Required Viewing
I felt a deep pathos for Sarah Palin during that interview. Many of her positions are abhorrent to me, and I am shocked that anyone would have believed that she would be good on the ticket. But she struck an emotional chord within me, a chord of fear, while watching specifically these sorts of moments in her interview, and having thought about it, I'm starting to realize what it is.
Sarah Palin is trying to learn a foreign language.
When I was growing up, I was taught Hebrew, because I was Israeli-born and American raised. My family all spoke Hebrew, and indeed from my parents' generation upward Hebrew was the dominant (if not the only) mode of communication there was. When I was young, the frustration of learning a language drove me wild--I hated it, and I consequently dropped Hebrew lessons.
Part of me regrets that to this day, but my abortive attempts to learn language since then have made me feel that I was correct in my choice. A year of Spanish I in middle school, four years of French in High School (culminating in a 2 on the AP French exam), and, just this year, studying introductory Czech--and each time, I have not done well.
But there is something more fundamentally frustrating or disturbing than not doing well in language classes, which I only realized today. It's a frustration I feel when I try to speak to a Czech person in Czech, and they respond in English (recognizing instantly my inability to communicate). It's equally the frustration I feel when I have to dumb down my language to get across to someone who thinks they know English, but don't.
Before action, comes the word, and part of my self-awareness is my self-awareness about how I communicate. Part of the urge that creates a writer, after all, is the love of words--and furthermore, an identification with words and communication. Before I am anything else, I am a creator--and the first step in the act of creation is writing and planning; placing ideas in definite grammatical structures. George Carlin talks about how you start with an airy, indefinite thought, and then you attach a word to it, and BAM-- you're stuck with that word for that thought.
But what happens when it becomes impossible to communicate? I can imagine myself happier unable to walk than unable to speak. I have a definite fear of loss of speech, which is in fact tied into my fear of death. I identify myself with my thoughts, my ideas, and my opinions; death extinguishes them. So the solution to death is to spread my thoughts, my ideas, my opinions. Shakespeare's body may have died, but his thoughts/ideas/opinions live on because they have gained traction. I not only fear dying, but I fear dying and taking everything I think and feel with me.
That's why I write: if no one will listen to my ideas and thoughts and opinions, I must write them down, so that if the time comes that someone is interested in them, they will be waiting for them. I have a fantasy in my head that, after I die, people will come through my computer, looking for my ideas and thoughts and opinions. And they'll discover that I laid it all out--my computer is laid out with a highly organized filing system, so that people will know what I thought, what I was here for.

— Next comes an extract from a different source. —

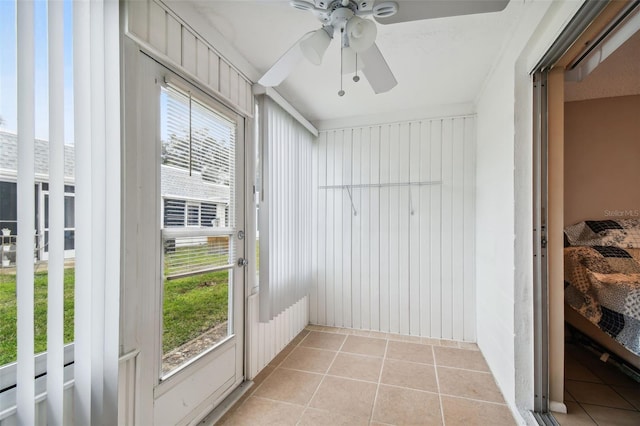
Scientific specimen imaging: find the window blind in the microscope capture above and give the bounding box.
[6,0,120,425]
[160,86,236,279]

Imagine if I lost all of that. Imagine if I lost the opportunity to make myself known. Imagine if I dealt with someone who is trapped in seeing me as "The Other" because I cannot make myself clear to them. Imagine that. It is the same tragedy as a paralyzed athlete: he who identifies himself with physical action will mourn the loss of that action, and he who identifies himself with communication (not just thought; communication) will mourn that in a deep way.
I have trouble watching Sarah Palin in these interviews. It was alright for me when she was just speaking, saying foolish things like "Thanks but no thanks" or "The difference between a hockey mom and a pit bull...". She knows how to speak like a politician. But watching her try to speak like a statesman, is like watching my comrades in Czech 1 trying to form a sentence about their family when they've forgotten all the vocabulary involved.
You can see her clutch to phrases she knows. Take, for instance:
"So health care reform and reducing taxes and reining in spending has got to accompany tax reductions and tax relief for Americas."
Let me diagram this sentence for you:
[Positive initiative 1] + [positive initiative 2] + [positive initiative 3] + [positive initiative 4] + [positive initiative 5]
Furthermore, if you notice, Positive Initiative 2, 4, and 5 are all the same initiative: raising taxes. They're just different phrases for the same thing.
She memorized the vocab, and she's struggling to deploy it. It deeply unsettles me, emotionally, because I can't imagine the horror of being tested on language I don't know. The inability to communicate, in its sharpest form.
If Sarah Palin's nomination only accomplishes one thing, let it be that it gave me a little more insight into the darker side of myself.